Revolução Farroupilha - ideais de liberdade traçados à sombra de um cipreste


Muitas decisões históricas do nosso país foram tomadas ao ar livre, e não a portas fechadas, em uma imensa mesa da sala de reuniões. Foi assim, por exemplo, com o evento do ‘Independência ou morte!’, declarado por D. Pedro às margens do Ipiranga, que marcou o início do processo de independência do Brasil.

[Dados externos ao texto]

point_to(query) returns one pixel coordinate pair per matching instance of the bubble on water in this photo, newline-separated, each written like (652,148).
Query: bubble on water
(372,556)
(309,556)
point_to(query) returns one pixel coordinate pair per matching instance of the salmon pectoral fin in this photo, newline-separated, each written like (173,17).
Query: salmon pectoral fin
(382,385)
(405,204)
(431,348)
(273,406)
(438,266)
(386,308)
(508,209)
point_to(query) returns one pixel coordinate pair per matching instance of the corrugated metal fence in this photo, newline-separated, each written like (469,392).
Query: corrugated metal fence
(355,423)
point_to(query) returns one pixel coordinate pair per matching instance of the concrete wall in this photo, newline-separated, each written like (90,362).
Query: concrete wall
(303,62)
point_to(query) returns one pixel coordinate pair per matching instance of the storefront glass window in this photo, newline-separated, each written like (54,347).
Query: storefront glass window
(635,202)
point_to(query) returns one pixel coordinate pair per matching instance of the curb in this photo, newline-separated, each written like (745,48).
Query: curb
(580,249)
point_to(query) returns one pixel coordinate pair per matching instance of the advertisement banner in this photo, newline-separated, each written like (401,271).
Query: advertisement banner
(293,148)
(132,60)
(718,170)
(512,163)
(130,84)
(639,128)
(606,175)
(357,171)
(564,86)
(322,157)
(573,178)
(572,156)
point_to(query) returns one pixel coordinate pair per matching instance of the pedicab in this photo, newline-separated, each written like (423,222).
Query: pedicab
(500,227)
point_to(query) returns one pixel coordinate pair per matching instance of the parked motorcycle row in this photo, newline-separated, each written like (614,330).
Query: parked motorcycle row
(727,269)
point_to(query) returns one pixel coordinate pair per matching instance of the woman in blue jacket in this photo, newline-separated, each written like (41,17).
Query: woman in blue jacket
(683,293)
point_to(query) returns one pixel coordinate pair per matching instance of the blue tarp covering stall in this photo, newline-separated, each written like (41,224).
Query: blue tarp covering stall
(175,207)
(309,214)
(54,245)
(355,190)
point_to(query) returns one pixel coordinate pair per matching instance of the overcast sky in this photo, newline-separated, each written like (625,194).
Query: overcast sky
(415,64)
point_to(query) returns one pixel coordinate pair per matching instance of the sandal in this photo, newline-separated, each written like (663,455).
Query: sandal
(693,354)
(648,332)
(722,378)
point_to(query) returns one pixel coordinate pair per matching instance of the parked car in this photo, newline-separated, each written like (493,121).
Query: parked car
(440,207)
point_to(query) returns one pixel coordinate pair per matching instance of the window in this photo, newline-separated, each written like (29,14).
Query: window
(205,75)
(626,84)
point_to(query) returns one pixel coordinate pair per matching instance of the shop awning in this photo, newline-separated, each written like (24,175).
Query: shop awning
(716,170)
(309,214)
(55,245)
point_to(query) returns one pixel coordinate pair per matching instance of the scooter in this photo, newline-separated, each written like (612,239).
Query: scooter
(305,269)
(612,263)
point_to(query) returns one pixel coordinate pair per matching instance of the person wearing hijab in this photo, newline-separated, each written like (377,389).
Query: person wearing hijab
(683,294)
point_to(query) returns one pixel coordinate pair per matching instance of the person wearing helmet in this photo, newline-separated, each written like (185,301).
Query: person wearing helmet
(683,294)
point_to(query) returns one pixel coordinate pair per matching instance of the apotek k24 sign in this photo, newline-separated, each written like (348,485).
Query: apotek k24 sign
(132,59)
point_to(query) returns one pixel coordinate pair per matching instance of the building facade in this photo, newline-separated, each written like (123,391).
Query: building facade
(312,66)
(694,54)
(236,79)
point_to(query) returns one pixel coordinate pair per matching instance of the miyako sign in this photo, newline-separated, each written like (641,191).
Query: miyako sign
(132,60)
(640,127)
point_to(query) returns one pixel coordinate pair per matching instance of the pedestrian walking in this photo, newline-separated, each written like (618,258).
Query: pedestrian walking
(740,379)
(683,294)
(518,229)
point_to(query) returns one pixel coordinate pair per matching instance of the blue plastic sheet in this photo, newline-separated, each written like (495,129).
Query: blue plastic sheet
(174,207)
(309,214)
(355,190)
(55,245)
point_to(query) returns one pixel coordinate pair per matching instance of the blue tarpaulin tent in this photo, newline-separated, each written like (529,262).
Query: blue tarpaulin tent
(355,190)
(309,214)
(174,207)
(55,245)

Também é o caso da Guerra dos Farrapos ou Revolução Farroupilha, como ficou conhecida a guerra regional de caráter republicano, iniciada em 20 de setembro de 1835, na província de São Pedro do Rio Grande do Sul (RS), contra o governo imperial do Brasil. O embate, que durou 10 anos e que resultou na declaração de independência da província como estado republicano, foi traçado à sombra de um cipreste (foto acima).

Uma árvore histórica

Diz o folclore gaúcho que foi embaixo de um cipreste, posteriormente batizado de ‘cipreste farroupilha’, localizado na Praça Gomes Jardim da cidade de Guaíba (RS), que em 19 de setembro de 1835 os líderes farroupilhas do movimento – Bento Gonçalves, Onofre Pires e Gomes Jardim – traçaram os planos de invasão de Porto Alegre para o dia seguinte. O encontro deu início à Revolução e a bela árvore tornou-se símbolo oficial do Rio Grande do Sul, estando presente no hino, no brasão e na bandeira de Guaíba. Lá, encontram-se o busto e os restos mortais de Gomes Jardim.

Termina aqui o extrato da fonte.